Baylor University has been awarded funding under the SaTC program for Enabling Interdisciplinary Collaboration; a grant led by Principal Investigator Dr. Pablo Rivas and an amazing group of multidisciplinary researchers formed by:

  • Dr. Gissella Bichler from California State University San Bernardino, Center for Criminal Justice Research, School of Criminology and Criminal Justice.
  • Dr. Tomas Cerny is at Baylor University in the Computer Science Department, leading software engineering research.
  • Dr. Laurie Giddens from the University of North Texas, a faculty member at the G. Brint Ryan College of Business.
  • Dr. Stacy Petter is at Wake Forest University in the School of Business. She and Dr. Giddens have extensive research and funding in human trafficking research.
  • Dr. Javier Turek, a Research Scientist in Machine Learning at Intel Labs, is our collaborator in matters related to machine learning for natural language processing.

We also have two Ph.D. students working on this project: Alejandro Rodriguez and Korn Sooksatra.

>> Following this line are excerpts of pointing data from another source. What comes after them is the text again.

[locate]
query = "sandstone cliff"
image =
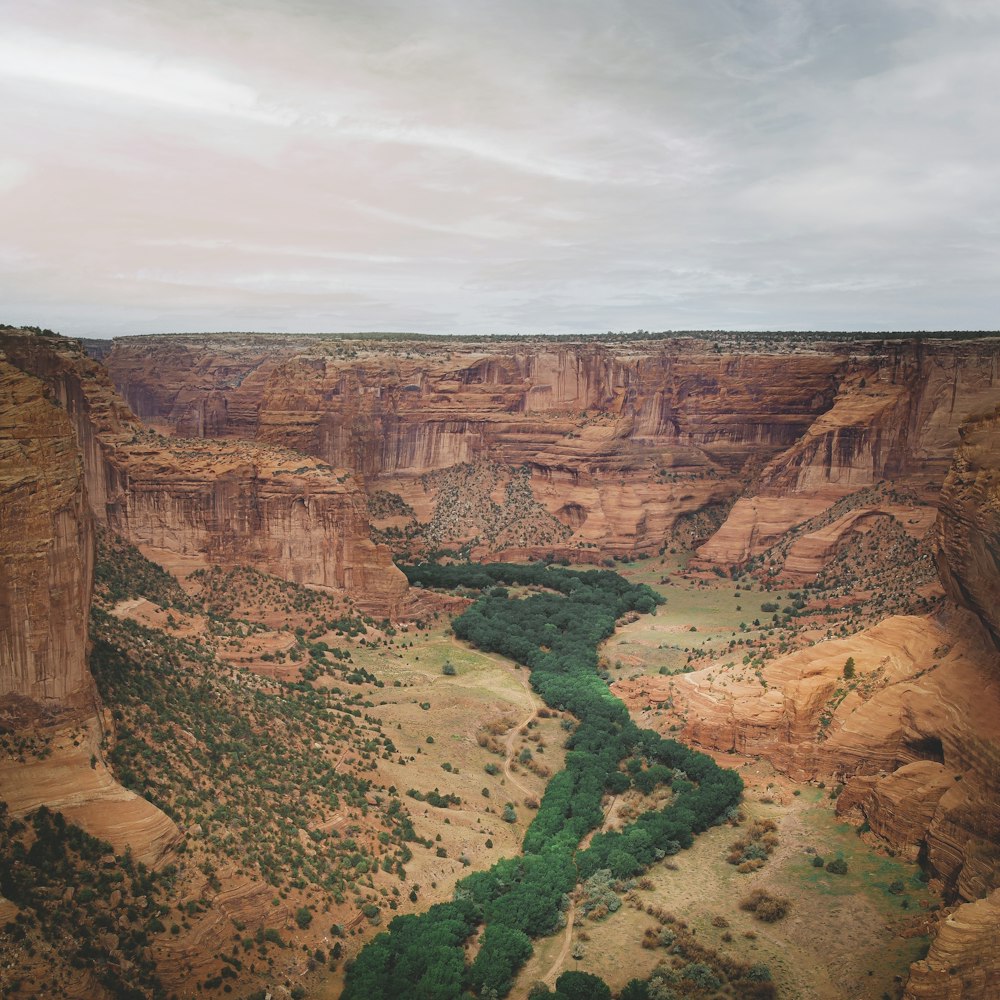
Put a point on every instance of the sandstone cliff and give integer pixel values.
(620, 439)
(213, 503)
(969, 523)
(47, 693)
(897, 416)
(46, 562)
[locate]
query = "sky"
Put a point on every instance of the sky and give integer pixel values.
(482, 167)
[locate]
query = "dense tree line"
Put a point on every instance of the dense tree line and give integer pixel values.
(555, 633)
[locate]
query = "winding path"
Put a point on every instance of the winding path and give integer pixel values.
(512, 735)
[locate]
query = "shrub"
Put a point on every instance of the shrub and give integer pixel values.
(764, 906)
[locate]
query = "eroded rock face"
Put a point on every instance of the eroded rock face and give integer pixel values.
(214, 503)
(968, 528)
(620, 439)
(46, 579)
(46, 556)
(964, 960)
(897, 415)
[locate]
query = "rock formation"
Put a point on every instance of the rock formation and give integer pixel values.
(969, 523)
(47, 560)
(620, 439)
(46, 580)
(214, 503)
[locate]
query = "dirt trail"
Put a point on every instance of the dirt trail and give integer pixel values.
(512, 736)
(560, 960)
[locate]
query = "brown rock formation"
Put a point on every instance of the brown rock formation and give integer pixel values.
(222, 503)
(621, 439)
(969, 523)
(46, 578)
(46, 556)
(964, 960)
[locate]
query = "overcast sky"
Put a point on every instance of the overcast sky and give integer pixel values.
(481, 166)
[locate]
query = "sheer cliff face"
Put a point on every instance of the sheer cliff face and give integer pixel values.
(216, 503)
(46, 555)
(620, 438)
(968, 529)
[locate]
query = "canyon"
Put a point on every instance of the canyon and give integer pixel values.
(864, 472)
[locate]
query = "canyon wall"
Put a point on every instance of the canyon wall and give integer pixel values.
(620, 439)
(47, 693)
(969, 523)
(46, 556)
(204, 502)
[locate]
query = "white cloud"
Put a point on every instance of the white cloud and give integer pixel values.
(566, 166)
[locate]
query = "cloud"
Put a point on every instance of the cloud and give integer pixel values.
(129, 76)
(570, 166)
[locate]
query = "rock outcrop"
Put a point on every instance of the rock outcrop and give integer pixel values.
(46, 556)
(897, 415)
(621, 439)
(213, 503)
(964, 960)
(46, 577)
(969, 523)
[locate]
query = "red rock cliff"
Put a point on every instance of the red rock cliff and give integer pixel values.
(219, 503)
(968, 528)
(620, 438)
(46, 554)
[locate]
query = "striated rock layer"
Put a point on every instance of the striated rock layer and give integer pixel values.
(46, 578)
(46, 556)
(218, 503)
(969, 523)
(621, 438)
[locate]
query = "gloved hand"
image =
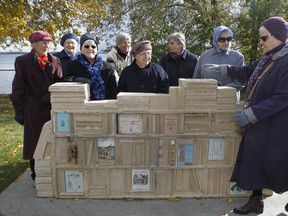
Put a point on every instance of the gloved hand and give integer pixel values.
(83, 80)
(19, 117)
(46, 99)
(240, 118)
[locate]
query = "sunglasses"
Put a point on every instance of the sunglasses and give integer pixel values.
(88, 46)
(223, 39)
(264, 38)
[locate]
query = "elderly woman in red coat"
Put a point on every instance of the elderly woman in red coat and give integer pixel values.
(34, 73)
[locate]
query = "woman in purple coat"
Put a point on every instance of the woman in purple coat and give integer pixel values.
(262, 158)
(34, 73)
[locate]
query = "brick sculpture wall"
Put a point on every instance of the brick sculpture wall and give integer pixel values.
(181, 144)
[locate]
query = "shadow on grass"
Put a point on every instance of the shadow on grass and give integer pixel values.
(10, 172)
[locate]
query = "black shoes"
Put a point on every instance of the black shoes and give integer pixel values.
(254, 204)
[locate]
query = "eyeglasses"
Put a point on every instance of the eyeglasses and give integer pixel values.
(264, 38)
(88, 46)
(223, 39)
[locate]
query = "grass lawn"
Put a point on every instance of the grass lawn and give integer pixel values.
(11, 139)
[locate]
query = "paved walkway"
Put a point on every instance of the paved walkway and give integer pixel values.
(19, 199)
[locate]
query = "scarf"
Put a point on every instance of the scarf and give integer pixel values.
(42, 60)
(257, 72)
(98, 87)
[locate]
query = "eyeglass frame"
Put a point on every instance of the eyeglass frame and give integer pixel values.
(88, 46)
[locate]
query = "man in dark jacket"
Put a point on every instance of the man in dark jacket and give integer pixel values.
(34, 73)
(179, 62)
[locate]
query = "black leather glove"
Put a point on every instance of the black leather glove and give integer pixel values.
(83, 80)
(46, 99)
(19, 117)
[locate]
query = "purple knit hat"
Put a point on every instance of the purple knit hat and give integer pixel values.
(278, 27)
(141, 46)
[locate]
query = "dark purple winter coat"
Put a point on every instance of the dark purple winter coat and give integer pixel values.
(262, 160)
(29, 85)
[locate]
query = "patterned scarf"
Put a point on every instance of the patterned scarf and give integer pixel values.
(257, 72)
(98, 87)
(42, 60)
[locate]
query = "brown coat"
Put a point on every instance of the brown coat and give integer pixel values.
(29, 85)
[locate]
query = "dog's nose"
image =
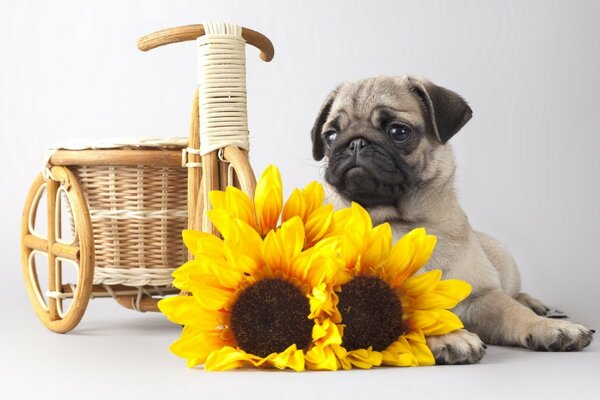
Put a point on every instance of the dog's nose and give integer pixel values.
(357, 145)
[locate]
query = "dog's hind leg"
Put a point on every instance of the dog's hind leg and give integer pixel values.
(499, 319)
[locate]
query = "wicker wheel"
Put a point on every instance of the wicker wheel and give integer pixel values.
(79, 251)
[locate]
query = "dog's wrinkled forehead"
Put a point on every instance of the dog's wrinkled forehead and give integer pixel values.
(366, 99)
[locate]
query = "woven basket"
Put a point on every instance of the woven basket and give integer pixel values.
(137, 214)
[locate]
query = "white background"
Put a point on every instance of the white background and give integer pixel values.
(528, 173)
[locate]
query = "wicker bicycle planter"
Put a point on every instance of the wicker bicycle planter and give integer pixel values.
(128, 202)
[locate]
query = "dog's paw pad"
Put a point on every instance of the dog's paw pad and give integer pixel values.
(556, 335)
(459, 347)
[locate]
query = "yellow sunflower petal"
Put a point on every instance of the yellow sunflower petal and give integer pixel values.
(295, 206)
(378, 246)
(326, 333)
(322, 301)
(290, 358)
(227, 358)
(211, 296)
(318, 223)
(321, 358)
(434, 322)
(292, 237)
(244, 238)
(419, 348)
(196, 347)
(361, 358)
(268, 200)
(314, 194)
(408, 255)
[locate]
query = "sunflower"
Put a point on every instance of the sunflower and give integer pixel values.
(386, 310)
(267, 209)
(254, 301)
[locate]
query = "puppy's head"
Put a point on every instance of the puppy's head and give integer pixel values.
(384, 136)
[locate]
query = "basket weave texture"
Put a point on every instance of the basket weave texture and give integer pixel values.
(137, 214)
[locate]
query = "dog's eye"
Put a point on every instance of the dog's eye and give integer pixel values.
(330, 137)
(398, 132)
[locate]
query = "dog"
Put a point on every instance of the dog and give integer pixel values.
(384, 143)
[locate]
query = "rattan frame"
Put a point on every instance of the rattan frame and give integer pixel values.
(117, 197)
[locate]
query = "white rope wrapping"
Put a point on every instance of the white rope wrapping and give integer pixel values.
(222, 87)
(133, 276)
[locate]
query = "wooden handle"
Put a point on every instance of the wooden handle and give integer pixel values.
(192, 32)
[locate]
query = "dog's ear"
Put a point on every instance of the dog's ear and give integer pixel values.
(447, 110)
(318, 144)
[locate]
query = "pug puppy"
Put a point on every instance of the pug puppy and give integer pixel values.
(384, 145)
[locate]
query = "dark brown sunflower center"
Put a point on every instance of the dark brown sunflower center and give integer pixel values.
(371, 313)
(270, 316)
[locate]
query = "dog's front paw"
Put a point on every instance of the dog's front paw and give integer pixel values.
(556, 335)
(458, 347)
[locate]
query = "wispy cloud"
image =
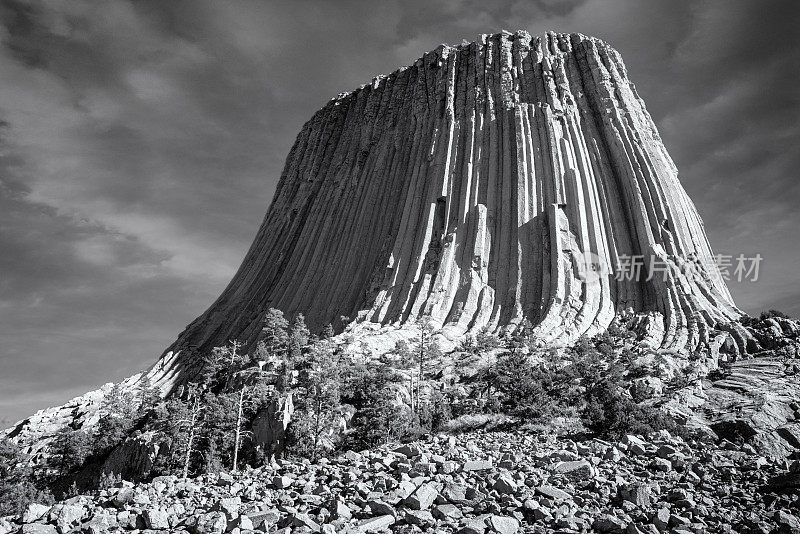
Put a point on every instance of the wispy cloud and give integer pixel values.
(141, 143)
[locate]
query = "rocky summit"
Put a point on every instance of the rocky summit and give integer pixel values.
(454, 231)
(476, 483)
(483, 186)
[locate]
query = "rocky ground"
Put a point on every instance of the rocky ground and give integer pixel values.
(478, 482)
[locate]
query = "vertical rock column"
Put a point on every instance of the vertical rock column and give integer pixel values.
(471, 187)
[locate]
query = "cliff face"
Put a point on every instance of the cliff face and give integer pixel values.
(471, 187)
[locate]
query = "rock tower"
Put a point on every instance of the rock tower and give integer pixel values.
(487, 184)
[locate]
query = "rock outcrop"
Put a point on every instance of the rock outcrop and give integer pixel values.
(476, 483)
(485, 185)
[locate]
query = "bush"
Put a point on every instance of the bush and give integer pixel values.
(594, 379)
(611, 414)
(18, 487)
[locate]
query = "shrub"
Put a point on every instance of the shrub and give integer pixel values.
(773, 313)
(18, 487)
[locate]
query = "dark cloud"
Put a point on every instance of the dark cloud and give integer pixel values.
(142, 141)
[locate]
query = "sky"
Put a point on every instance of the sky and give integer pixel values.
(141, 142)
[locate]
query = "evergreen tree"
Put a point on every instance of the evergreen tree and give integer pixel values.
(318, 406)
(68, 451)
(116, 420)
(299, 337)
(379, 416)
(274, 338)
(149, 395)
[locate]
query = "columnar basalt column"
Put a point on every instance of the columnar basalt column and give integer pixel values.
(471, 187)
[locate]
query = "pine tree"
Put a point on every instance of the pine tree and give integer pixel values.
(116, 421)
(299, 337)
(318, 406)
(68, 451)
(427, 349)
(274, 338)
(149, 395)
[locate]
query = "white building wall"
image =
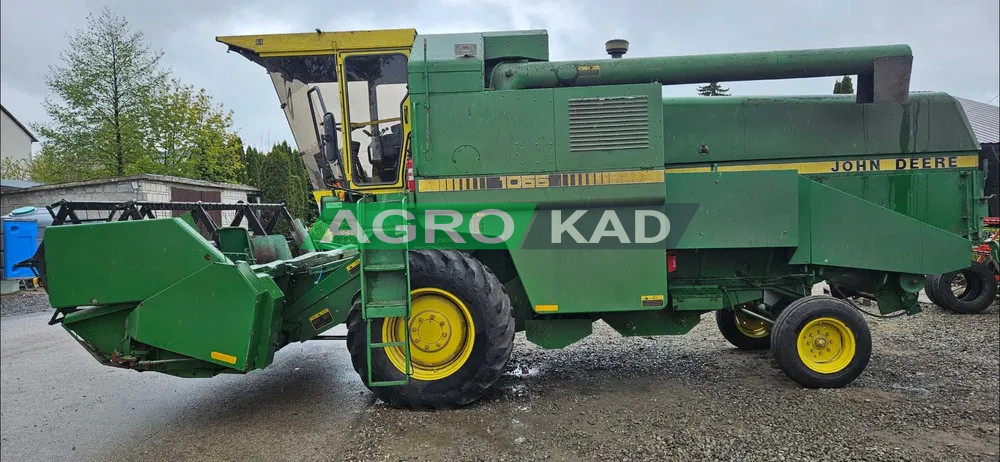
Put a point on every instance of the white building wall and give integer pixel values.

This project was motivated by the increasing pattern of people buying and selling goods and services directly from other people via online marketplaces. While many online marketplaces enable transactions among reputable buyers and sellers, some platforms are vulnerable to suspicious transactions. This project investigates whether it is possible to automate the detection of illegal goods or services within online marketplaces. First, the project team will analyze the text of online advertisements and marketplace policies to identify indicators of suspicious activity. Then, the team will adapt the findings to a specific context to locate stolen motor vehicle parts advertised via online marketplaces. Together, the work will lead to general ways to identify signals of illegal online sales that can be used to help people choose trustworthy marketplaces and avoid illicit actors. This project will also provide law enforcement agencies and online marketplaces with insights to gather evidence on illicit goods or services on those marketplaces.

This research assesses the feasibility of modeling illegal activity in online consumer-to-consumer (C2C) platforms, using platform characteristics, seller profiles, and advertisements to prioritize investigations using actionable intelligence extracted from open-source information. The project is organized around three main steps. First, the research team will combine knowledge from computer science, criminology, and information systems to analyze online marketplace technology platform policies and identify platform features, policies, and terms of service that make platforms more vulnerable to criminal activity. Second, building on the understanding of platform vulnerabilities developed in the first step, the researchers will generate and train deep learning-based language models to detect illicit online commerce. Finally, to assess the generalizability of the identified markers, the investigators will apply the models to markets for motor vehicle parts, a licit marketplace that sometimes includes sellers offering stolen goods. This project establishes a cross-disciplinary partnership among a diverse group of researchers from different institutions and academic disciplines with collaborators from law enforcement and industry to develop practical, actionable insights.

Self-supervised modeling. After providing a corpus associated with a C2C domain of interest and ontologies, we will extract features followed by attention mechanisms for self-supervised and supervised tasks. The self-supervised models include the completion of missing information and domain-specific text encoding for learning representations. Then supervised tasks will leverage these representations to learn the relationships with targets.